Hippocampal neurons were transfected at 5DIV and fixed at 12 DIV. This description has been added to the legend in Figure 3D.

Figure 4A. The input should be loaded to evaluate the coIP efficiencies and ascertain that KIS does not downregulate Matrin3 and hnRNPM levels.

We agree with the reviewer. We have included a representative immunoblot (Figure 5—figure supplement 1C) of input samples from the experiments shown in the corresponding main figure (Figure 5A in the revised version).

Figure EV4A. No difference of Matrin3 binding is to be seen on the gel. In addition, the authors should confirm that PTBP2 or binders are phosphorylated by recombinant KIS. The preparation of GST-KIS is not described.

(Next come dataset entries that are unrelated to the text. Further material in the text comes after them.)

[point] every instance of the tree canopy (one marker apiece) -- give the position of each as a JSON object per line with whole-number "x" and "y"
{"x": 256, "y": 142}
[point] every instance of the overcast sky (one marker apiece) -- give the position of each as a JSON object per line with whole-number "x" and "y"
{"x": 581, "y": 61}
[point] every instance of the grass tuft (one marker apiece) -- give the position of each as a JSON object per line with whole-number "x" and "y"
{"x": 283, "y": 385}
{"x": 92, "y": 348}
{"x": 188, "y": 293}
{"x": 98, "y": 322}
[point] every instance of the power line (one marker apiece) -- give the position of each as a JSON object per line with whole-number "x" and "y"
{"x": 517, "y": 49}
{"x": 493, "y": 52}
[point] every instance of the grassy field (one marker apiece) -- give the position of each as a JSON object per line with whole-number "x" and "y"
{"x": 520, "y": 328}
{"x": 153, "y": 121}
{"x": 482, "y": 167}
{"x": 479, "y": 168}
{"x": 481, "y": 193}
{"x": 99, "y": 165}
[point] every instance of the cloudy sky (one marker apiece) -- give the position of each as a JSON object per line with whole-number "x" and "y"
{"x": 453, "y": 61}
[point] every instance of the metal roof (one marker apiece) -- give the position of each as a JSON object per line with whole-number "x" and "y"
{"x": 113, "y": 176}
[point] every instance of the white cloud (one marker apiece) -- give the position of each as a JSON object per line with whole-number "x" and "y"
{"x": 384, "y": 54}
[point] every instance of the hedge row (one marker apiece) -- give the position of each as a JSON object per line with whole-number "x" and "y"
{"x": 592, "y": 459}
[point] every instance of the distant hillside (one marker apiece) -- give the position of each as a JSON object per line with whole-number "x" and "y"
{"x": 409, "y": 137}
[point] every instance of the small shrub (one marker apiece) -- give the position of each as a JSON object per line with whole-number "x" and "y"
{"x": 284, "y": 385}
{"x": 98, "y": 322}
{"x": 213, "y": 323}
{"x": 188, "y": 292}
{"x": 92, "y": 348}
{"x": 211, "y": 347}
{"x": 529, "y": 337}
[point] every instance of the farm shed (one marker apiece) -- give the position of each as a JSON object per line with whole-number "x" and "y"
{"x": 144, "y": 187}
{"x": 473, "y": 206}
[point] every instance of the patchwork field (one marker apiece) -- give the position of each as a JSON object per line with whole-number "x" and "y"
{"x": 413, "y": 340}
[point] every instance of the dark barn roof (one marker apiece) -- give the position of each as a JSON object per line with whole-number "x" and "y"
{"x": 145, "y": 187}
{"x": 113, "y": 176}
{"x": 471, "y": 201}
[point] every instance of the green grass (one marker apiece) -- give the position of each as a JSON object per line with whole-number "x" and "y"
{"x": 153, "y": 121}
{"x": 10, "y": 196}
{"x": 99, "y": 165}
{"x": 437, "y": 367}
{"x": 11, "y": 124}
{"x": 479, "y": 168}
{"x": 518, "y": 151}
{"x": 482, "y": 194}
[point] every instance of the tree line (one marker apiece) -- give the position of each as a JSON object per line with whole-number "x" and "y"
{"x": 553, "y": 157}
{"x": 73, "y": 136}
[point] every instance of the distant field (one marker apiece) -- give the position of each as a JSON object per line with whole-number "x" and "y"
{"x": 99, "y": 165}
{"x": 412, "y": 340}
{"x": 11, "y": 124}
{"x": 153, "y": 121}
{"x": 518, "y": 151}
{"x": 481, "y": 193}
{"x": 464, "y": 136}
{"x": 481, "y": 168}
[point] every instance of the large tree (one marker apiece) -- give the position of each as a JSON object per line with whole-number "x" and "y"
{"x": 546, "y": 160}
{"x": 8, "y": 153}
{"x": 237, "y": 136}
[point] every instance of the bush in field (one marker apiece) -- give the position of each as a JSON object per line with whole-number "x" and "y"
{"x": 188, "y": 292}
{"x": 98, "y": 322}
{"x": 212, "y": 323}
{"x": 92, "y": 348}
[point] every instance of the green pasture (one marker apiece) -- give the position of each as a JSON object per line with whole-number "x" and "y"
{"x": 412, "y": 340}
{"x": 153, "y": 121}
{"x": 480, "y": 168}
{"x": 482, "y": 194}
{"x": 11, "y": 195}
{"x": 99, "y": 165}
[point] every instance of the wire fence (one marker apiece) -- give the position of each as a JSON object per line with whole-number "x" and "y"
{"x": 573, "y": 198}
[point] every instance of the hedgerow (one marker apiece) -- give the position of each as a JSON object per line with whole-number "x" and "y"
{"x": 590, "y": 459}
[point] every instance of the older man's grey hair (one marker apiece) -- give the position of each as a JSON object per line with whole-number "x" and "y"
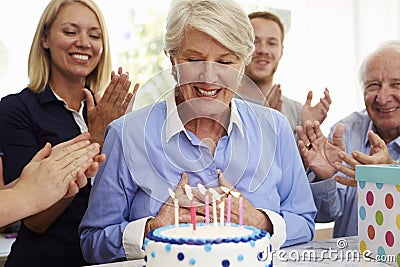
{"x": 391, "y": 45}
{"x": 223, "y": 20}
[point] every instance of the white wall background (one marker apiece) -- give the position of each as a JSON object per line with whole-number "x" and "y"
{"x": 325, "y": 45}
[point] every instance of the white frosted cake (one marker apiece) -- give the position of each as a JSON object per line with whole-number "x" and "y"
{"x": 208, "y": 245}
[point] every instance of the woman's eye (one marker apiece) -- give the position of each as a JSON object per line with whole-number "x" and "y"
{"x": 69, "y": 32}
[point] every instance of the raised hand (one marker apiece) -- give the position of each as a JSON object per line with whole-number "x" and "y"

We agree with the reviewer that in the in vitro assays the differences in phosphorylation are not as clear as in the in vivo experiments. Figure S2C shows an in vitro kinase assay of PTBP2 by recombinant KIS. Finally, we include a reference (Pedraza et al., 2009) for the preparation of recombinant GST-KIS (P14 L14)

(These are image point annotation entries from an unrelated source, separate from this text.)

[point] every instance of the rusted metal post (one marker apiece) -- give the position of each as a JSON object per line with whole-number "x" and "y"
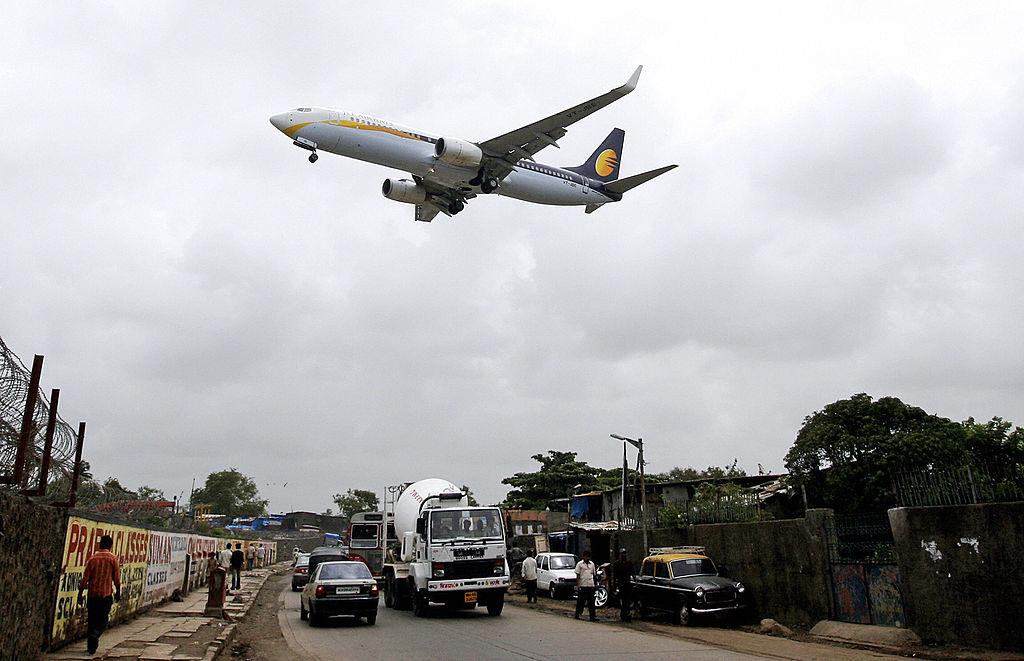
{"x": 78, "y": 466}
{"x": 28, "y": 422}
{"x": 51, "y": 426}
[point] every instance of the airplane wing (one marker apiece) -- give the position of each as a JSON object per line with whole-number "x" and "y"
{"x": 524, "y": 142}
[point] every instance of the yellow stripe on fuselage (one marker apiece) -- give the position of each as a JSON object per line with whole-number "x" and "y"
{"x": 348, "y": 124}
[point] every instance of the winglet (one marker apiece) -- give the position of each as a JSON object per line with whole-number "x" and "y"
{"x": 631, "y": 84}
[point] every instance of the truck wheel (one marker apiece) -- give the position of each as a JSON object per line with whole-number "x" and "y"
{"x": 419, "y": 605}
{"x": 496, "y": 605}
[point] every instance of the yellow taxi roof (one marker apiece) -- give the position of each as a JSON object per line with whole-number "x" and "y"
{"x": 670, "y": 557}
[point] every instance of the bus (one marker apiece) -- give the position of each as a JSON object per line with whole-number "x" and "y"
{"x": 366, "y": 539}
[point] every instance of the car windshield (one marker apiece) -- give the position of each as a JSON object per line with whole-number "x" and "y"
{"x": 692, "y": 567}
{"x": 346, "y": 570}
{"x": 472, "y": 524}
{"x": 562, "y": 562}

Page 6: "We found that PTBP2-inhibited exons are significantly (FDR=0.001) enriched in KIS knockdown neurons, supporting the notion that KIS acts on AS, at least in part, by inhibiting PTBP2 activity." This should be rephrased as in fact PTBP2-inhibited exons are enriched among KIS activated exons.

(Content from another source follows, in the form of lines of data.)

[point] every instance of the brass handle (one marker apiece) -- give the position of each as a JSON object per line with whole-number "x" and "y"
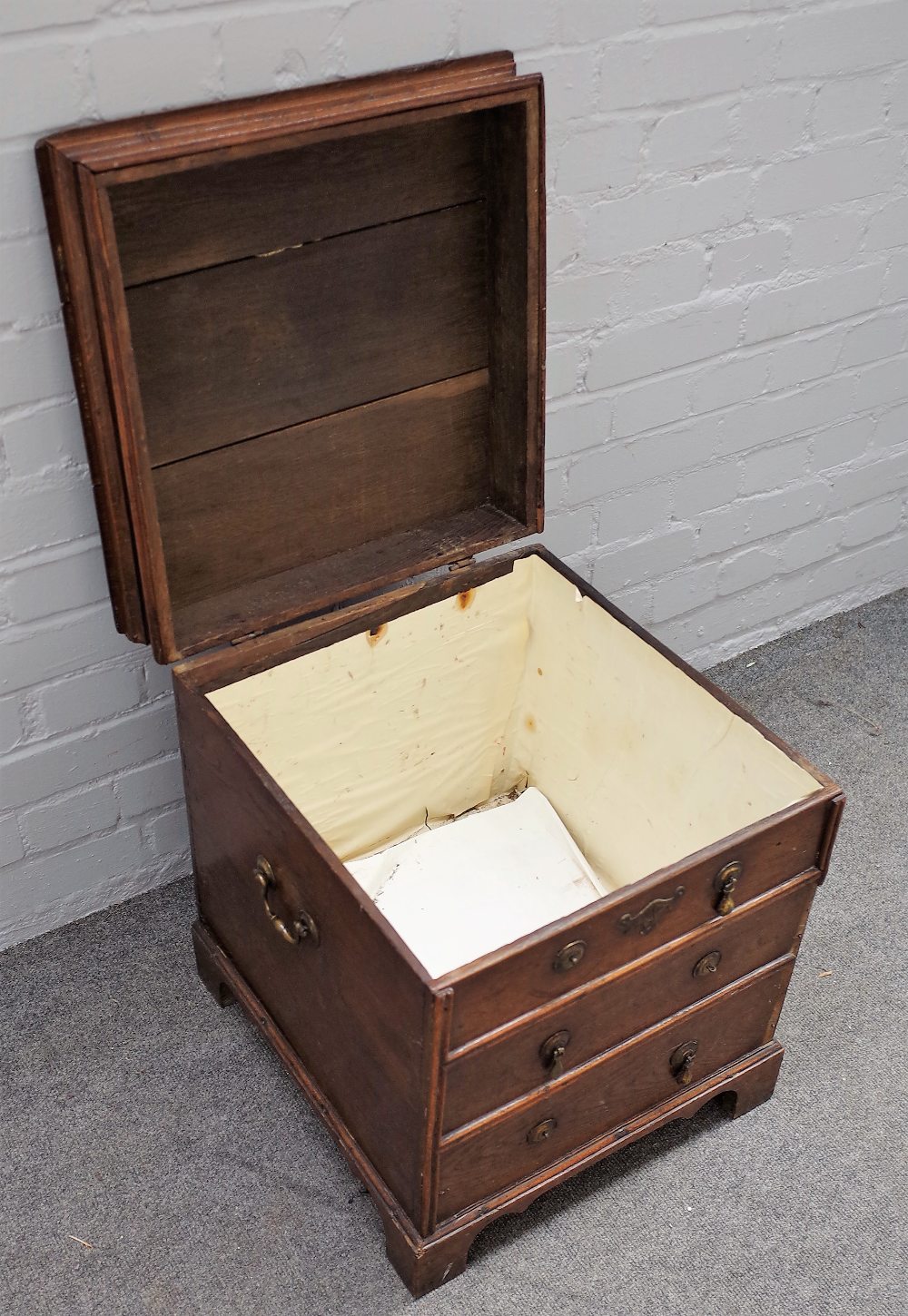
{"x": 303, "y": 928}
{"x": 726, "y": 882}
{"x": 542, "y": 1131}
{"x": 706, "y": 965}
{"x": 551, "y": 1053}
{"x": 646, "y": 918}
{"x": 681, "y": 1062}
{"x": 568, "y": 956}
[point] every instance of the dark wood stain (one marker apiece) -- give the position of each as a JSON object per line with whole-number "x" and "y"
{"x": 503, "y": 1066}
{"x": 289, "y": 258}
{"x": 182, "y": 221}
{"x": 636, "y": 1076}
{"x": 252, "y": 347}
{"x": 308, "y": 341}
{"x": 434, "y": 466}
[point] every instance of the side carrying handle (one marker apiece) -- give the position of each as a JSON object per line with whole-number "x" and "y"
{"x": 303, "y": 928}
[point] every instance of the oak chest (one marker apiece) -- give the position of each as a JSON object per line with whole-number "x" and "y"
{"x": 308, "y": 341}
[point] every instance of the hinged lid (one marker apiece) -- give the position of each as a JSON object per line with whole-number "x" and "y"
{"x": 307, "y": 335}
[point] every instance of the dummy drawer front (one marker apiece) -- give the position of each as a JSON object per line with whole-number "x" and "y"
{"x": 533, "y": 973}
{"x": 539, "y": 1131}
{"x": 494, "y": 1070}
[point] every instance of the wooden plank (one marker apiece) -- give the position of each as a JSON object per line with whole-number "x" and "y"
{"x": 252, "y": 347}
{"x": 521, "y": 978}
{"x": 324, "y": 487}
{"x": 486, "y": 1157}
{"x": 243, "y": 124}
{"x": 175, "y": 222}
{"x": 258, "y": 604}
{"x": 363, "y": 1046}
{"x": 516, "y": 224}
{"x": 126, "y": 408}
{"x": 509, "y": 1062}
{"x": 81, "y": 315}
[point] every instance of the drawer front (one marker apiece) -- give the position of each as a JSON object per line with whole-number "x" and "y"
{"x": 633, "y": 921}
{"x": 627, "y": 1082}
{"x": 538, "y": 1049}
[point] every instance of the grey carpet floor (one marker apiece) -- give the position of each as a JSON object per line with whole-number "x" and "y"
{"x": 138, "y": 1117}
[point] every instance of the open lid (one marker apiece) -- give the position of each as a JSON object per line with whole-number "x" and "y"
{"x": 307, "y": 336}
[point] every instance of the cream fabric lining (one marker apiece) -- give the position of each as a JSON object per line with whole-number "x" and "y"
{"x": 521, "y": 679}
{"x": 515, "y": 861}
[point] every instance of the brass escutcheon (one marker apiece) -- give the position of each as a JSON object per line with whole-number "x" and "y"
{"x": 551, "y": 1053}
{"x": 706, "y": 965}
{"x": 725, "y": 883}
{"x": 542, "y": 1131}
{"x": 568, "y": 956}
{"x": 681, "y": 1062}
{"x": 303, "y": 928}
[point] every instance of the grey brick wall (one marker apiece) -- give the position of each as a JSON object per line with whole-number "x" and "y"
{"x": 728, "y": 416}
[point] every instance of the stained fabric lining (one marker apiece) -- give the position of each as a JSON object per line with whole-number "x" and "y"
{"x": 521, "y": 679}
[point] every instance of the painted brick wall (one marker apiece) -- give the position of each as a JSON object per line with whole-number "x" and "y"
{"x": 728, "y": 318}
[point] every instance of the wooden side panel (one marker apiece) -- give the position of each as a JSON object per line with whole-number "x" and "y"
{"x": 64, "y": 225}
{"x": 353, "y": 1007}
{"x": 174, "y": 222}
{"x": 618, "y": 1087}
{"x": 516, "y": 222}
{"x": 433, "y": 465}
{"x": 261, "y": 344}
{"x": 511, "y": 983}
{"x": 606, "y": 1012}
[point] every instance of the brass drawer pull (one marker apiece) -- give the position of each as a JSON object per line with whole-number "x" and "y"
{"x": 708, "y": 964}
{"x": 551, "y": 1053}
{"x": 303, "y": 928}
{"x": 542, "y": 1131}
{"x": 650, "y": 915}
{"x": 568, "y": 957}
{"x": 726, "y": 882}
{"x": 681, "y": 1062}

The sentence has been rephrased as “We found that PTBP2-inhibited exons are significantly (FDR=0.001) among KIS activated exons…” (P6 L20-21)

Page 10: "SUGP1 is one of the most enriched proteins in our KIS phosphoproteome (see Figure 2A)". Phosphorylation and interaction with KIS was already reported by Arfelli and coll. 2023 supplementary figure 2.

We have modified the Discussion section to add this information (P11 L21-22)

Page 10: " It forms part of the spliceosome complex, interacts with the general splicing factor U2AF2 and has been reported to play an important role in branch recognition by its association with SF3B1." A reference is needed there.

A reference to Zhang et al. (2019) has been added.

Page 10: The authors previously reported a differentiation defect in cultured neurons 'Cambray et al., 2008' that was not observed by another group (Manceau et al., PLOS One 2012). This should be discussed in view of these more recent results. Is there any differentiation defect in the experiments reported there?

We have added a new Results section showing the effects on spine maturation in hippocampal neurons expressing PTBP2 phosphomutants and in a PTBP2-KIS double knockdown scenario (Figure 4 and Figure 4—figure supplement 1; Results section: P6 L15-P7 L26). First, PTBP2-overexpression effects on post-synaptic protrusion density are exacerbated by the phosphoablated mutant. Related to the point raised by the reviewer, KIS knockdown also decreased spine emergence and maturation, but partially suppressed the defects produced by the loss of PTBP2. In all, these data support the notion of KIS being a phosphorylation-mediated inhibitor of PTBP2 activity during neuronal differentiation.

Statistical values are difficult to read in the figures. Please use larger fonts.

Done

Reviewer #3 (Significance (Required)):

This manuscript brings new elements supporting the function of the protein kinase KIS in splicing regulation in neurons. In particular it identifies for the first time the splicing regulator PTBP2 as a substrate for KIS.

It will be of interest to a specialized audience of researchers interested in splicing regulators in neuronal differentiation.